Interior Minister Saeed Seyam declared the security service operational after the killings of two Hamas militants by gunmen in Gaza in the past two days. In fresh violence in the occupied West Bank, Israeli forces shot dead two Islamic Jihad militants.
About 30 members of the new force, armed and wearing military fatigues, patrolled the market of Nusseirat refugee camp, a Hamas stronghold in the Gaza Strip. Some wore headbands emblazoned with the name "Qassam", Hamas' armed wing.
Witnesses said members of the force also deployed along main roads, including the north-south Gaza highway, and some were on mobile patrol.
Abbas, whose Fatah party was defeated by Hamas in a January election, has rejected the new 3000-member force which the Islamic militant group has said would be comprised of its own fighters and gunmen from allied factions.

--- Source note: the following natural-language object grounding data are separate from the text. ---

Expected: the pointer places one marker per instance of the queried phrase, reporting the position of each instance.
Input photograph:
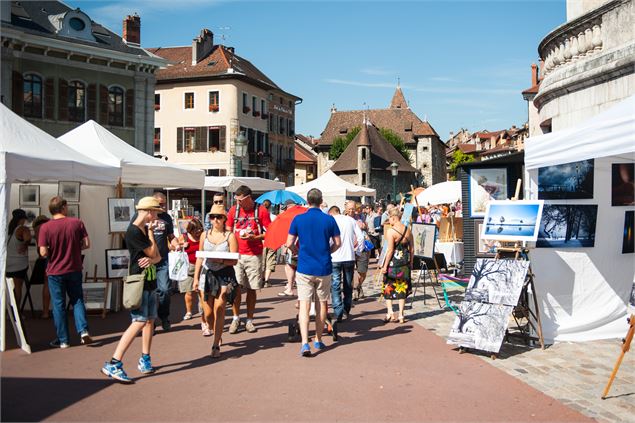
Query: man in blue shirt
(318, 236)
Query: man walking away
(318, 236)
(62, 240)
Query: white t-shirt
(350, 234)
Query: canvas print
(424, 237)
(480, 326)
(29, 195)
(120, 211)
(623, 184)
(566, 181)
(486, 185)
(567, 226)
(117, 263)
(512, 220)
(68, 191)
(497, 281)
(628, 241)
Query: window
(115, 106)
(216, 138)
(214, 104)
(76, 101)
(189, 100)
(32, 96)
(157, 140)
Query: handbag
(133, 290)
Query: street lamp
(394, 170)
(240, 151)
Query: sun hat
(149, 203)
(218, 209)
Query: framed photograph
(31, 214)
(120, 211)
(72, 210)
(29, 195)
(117, 262)
(566, 181)
(623, 184)
(628, 241)
(424, 237)
(484, 247)
(567, 226)
(69, 191)
(512, 220)
(486, 185)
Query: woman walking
(397, 266)
(214, 277)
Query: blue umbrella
(280, 196)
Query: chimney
(132, 29)
(202, 46)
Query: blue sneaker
(116, 371)
(319, 345)
(305, 351)
(145, 365)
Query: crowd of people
(326, 256)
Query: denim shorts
(147, 311)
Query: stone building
(587, 65)
(206, 96)
(61, 69)
(427, 151)
(367, 162)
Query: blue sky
(460, 64)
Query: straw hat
(149, 203)
(218, 209)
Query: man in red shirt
(249, 226)
(62, 240)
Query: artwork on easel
(424, 238)
(497, 281)
(480, 326)
(566, 181)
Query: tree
(396, 142)
(340, 143)
(458, 158)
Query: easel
(626, 346)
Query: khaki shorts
(308, 285)
(269, 259)
(249, 271)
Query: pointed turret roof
(398, 100)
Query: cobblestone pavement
(573, 373)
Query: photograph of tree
(497, 281)
(567, 226)
(566, 181)
(480, 326)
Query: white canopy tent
(137, 167)
(334, 189)
(30, 155)
(583, 292)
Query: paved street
(375, 372)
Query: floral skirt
(397, 285)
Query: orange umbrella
(278, 230)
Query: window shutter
(103, 105)
(130, 108)
(91, 93)
(62, 108)
(179, 140)
(49, 99)
(18, 93)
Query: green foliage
(340, 143)
(396, 142)
(458, 158)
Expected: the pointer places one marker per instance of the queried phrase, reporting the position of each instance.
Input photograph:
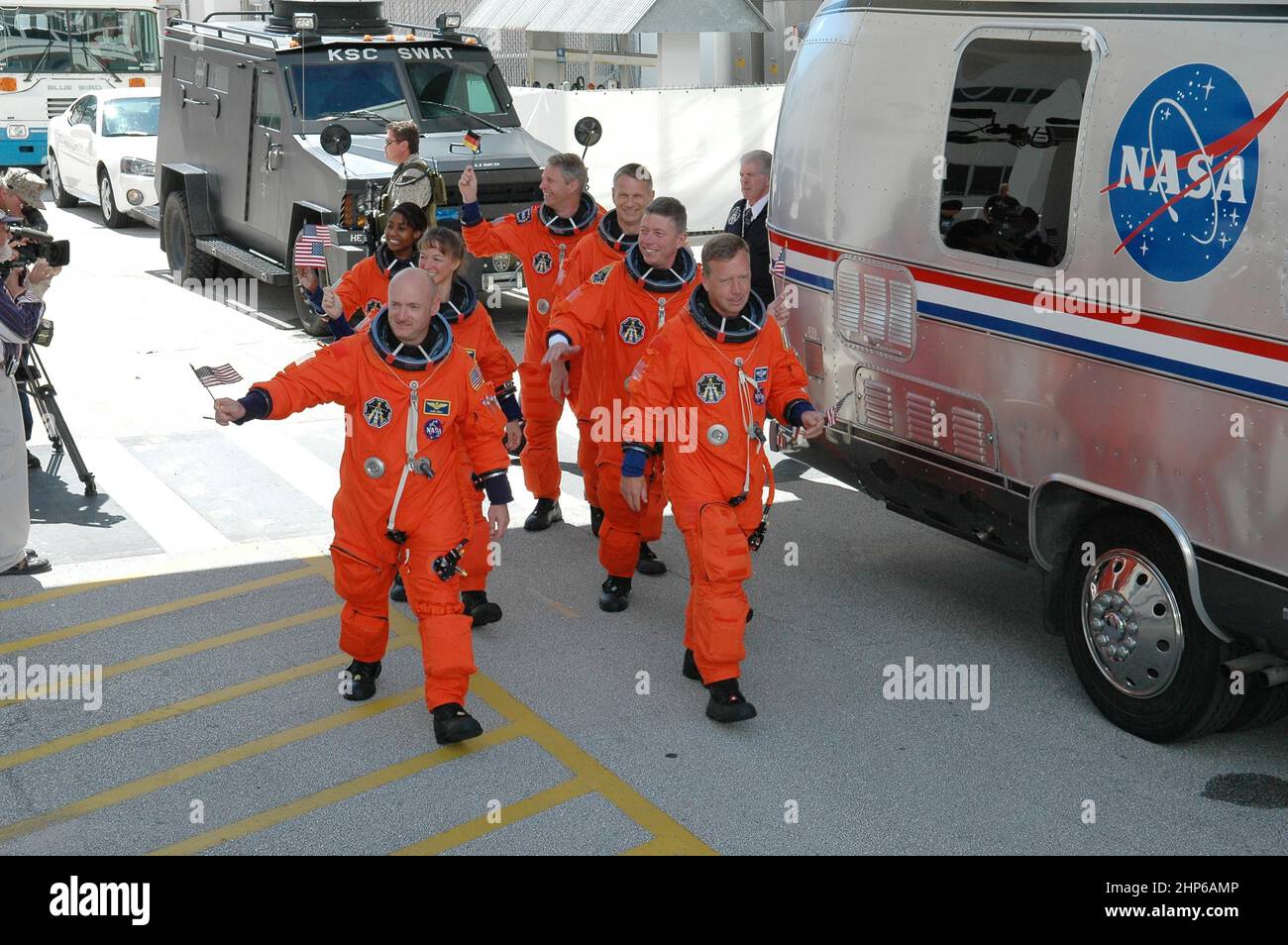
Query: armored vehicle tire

At a news conference, Seyam said the contingent would tackle a "state of chaos and anarchy and increasing assaults on our people".
Just hours after Seyam's announcement, members of the force ejected students from Education Ministry offices in the Gaza town of Khan Younis, where they were protesting against exam fees, witnesses said.
Tawfiq Abu Khoussa, a Fatah spokesman, called on Seyam to "retract a hasty decision that may lead our people to catastrophe". Prime Minister Ismail Haniyeh later met leaders of his Hamas faction and Fatah to try to calm tensions.
Three gunmen were killed and a dozen people wounded in violence between Abbas' long-dominant Fatah and Hamas last week fuelled by a power struggle between his loyalists and Haniyeh supporters.
Seyam said attacks by "armed gangs" were part of "a plot to destabilise the Palestinian territories and match the pressure being applied on the government".
He said security services he oversees had been unwilling or unable to implement his orders.
Western donor nations, demanding Hamas renounce violence, recognise Israel and accept existing interim peace agreements, have cut off funding to the Palestinian Authority, leaving 165,000 government employees unpaid since March.
Hundreds of government workers blocked the main road in the West Bank city of Ramallah, demanding their wages. "Haniyeh, we have no bread at home," members of crowd shouted.